RT is commonly used to treat various cancers for local or palliative control of tumors. A hypofractionated dose (fraction size >2 Gy) has the potential to increase the RR to tumors that respond poorly to traditional RT., In addition, a low dose or hypofractionated dose of RT can modulate tumor cells in several ways to make tumor cells more susceptible to immune cell reactivity. The combination of RT with immunotherapy has been shown to generate synergistic effects for cancers in preclinical models and selected patients by modulating immunity in the microenvironment., In a secondary analysis of the KEYNOTE-001 phase I trial, the clinical activity and toxicity of pembrolizumab were evaluated for patients with advanced non–small-cell lung cancer (NSCLC). Patients with NSCLC who had received prior RT had a longer median progression-free survival than those without prior RT (4.4 [95% CI, 2.1-8.6] months vs 2.1 [1.6-2.3] months, P = .025). In a randomized phase III study, durvalumab, a PD-L1 inhibitor, or placebo was used as consolidation therapy for stage III NSCLC patients who did not have disease progression after 2 or more cycles of platinum-based chemoradiotherapy. The patients who received durvalumab had a longer median progression-free survival than those who received the placebo 16.8 [95% CI, 13.0-18.1] months vs 5.6 [95% CI, 4.6-7.8] months (P < .001).. These studies demonstrated the synergistic effect of combining RT or chemoradiotherapy with immunotherapy in lung cancer. A phase 2 study using a combination of pembrolizumab and chemoradiotherapy as initial treatment for ATC was conducted.
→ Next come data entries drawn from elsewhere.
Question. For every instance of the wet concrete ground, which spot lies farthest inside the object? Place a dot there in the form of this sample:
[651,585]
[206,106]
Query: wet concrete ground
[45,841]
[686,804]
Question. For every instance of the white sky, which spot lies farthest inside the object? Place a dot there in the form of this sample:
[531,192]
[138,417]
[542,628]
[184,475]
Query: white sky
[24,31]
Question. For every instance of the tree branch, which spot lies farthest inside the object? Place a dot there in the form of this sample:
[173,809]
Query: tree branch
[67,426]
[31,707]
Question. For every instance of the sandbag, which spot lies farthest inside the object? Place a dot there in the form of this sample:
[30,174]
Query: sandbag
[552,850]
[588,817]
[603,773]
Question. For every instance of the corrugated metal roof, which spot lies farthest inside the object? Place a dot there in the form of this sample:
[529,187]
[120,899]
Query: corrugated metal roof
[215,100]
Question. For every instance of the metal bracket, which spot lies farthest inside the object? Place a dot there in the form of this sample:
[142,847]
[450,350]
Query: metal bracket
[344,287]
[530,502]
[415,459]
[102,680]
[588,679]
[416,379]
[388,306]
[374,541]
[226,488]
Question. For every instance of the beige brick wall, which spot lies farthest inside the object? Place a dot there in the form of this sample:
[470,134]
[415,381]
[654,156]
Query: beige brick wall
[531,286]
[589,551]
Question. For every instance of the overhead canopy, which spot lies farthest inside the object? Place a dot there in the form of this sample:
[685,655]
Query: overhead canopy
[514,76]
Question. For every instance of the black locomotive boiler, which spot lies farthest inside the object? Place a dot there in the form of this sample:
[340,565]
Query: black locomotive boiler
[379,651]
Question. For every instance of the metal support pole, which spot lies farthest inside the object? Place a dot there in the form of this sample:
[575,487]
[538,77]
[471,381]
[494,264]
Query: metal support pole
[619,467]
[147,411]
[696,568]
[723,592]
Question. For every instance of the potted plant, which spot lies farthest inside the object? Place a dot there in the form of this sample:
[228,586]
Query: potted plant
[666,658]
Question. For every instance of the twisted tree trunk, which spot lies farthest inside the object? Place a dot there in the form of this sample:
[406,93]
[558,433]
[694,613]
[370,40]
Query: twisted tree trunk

Three patients were enrolled. Although a favorable locoregional tumor response was noted initially, the study was halted after all patients died within 6 months due to progression in 1 case and treatment complications with pneumonitis and pneumonia in the other 2 cases. The toxicities of combining immunotherapy with chemoradiotherapy for ATC should be carefully considered after the results of the phase 2 trial, although this combination is expected to be effective for ATC. We did not add chemotherapy in our case, and only mild toxicity developed, which suggests the tolerability of this combination in ATC. In our case, pembrolizumab was given 2 days after initiation of RT, which may modulate tumor cells and the microenvironment before pembrolizumab acts. However, whether the sequence of immunotherapy and RT affect the antitumor response needs further investigation.

Conclusion

We have demonstrated an ATC case treated with a combination of RT and pembrolizumab with a durable response of 26 months accompanied by only mild toxicities. This result suggests the potential of combining RT and immune checkpoint inhibitors to treat ATCs, and further investigation is warranted.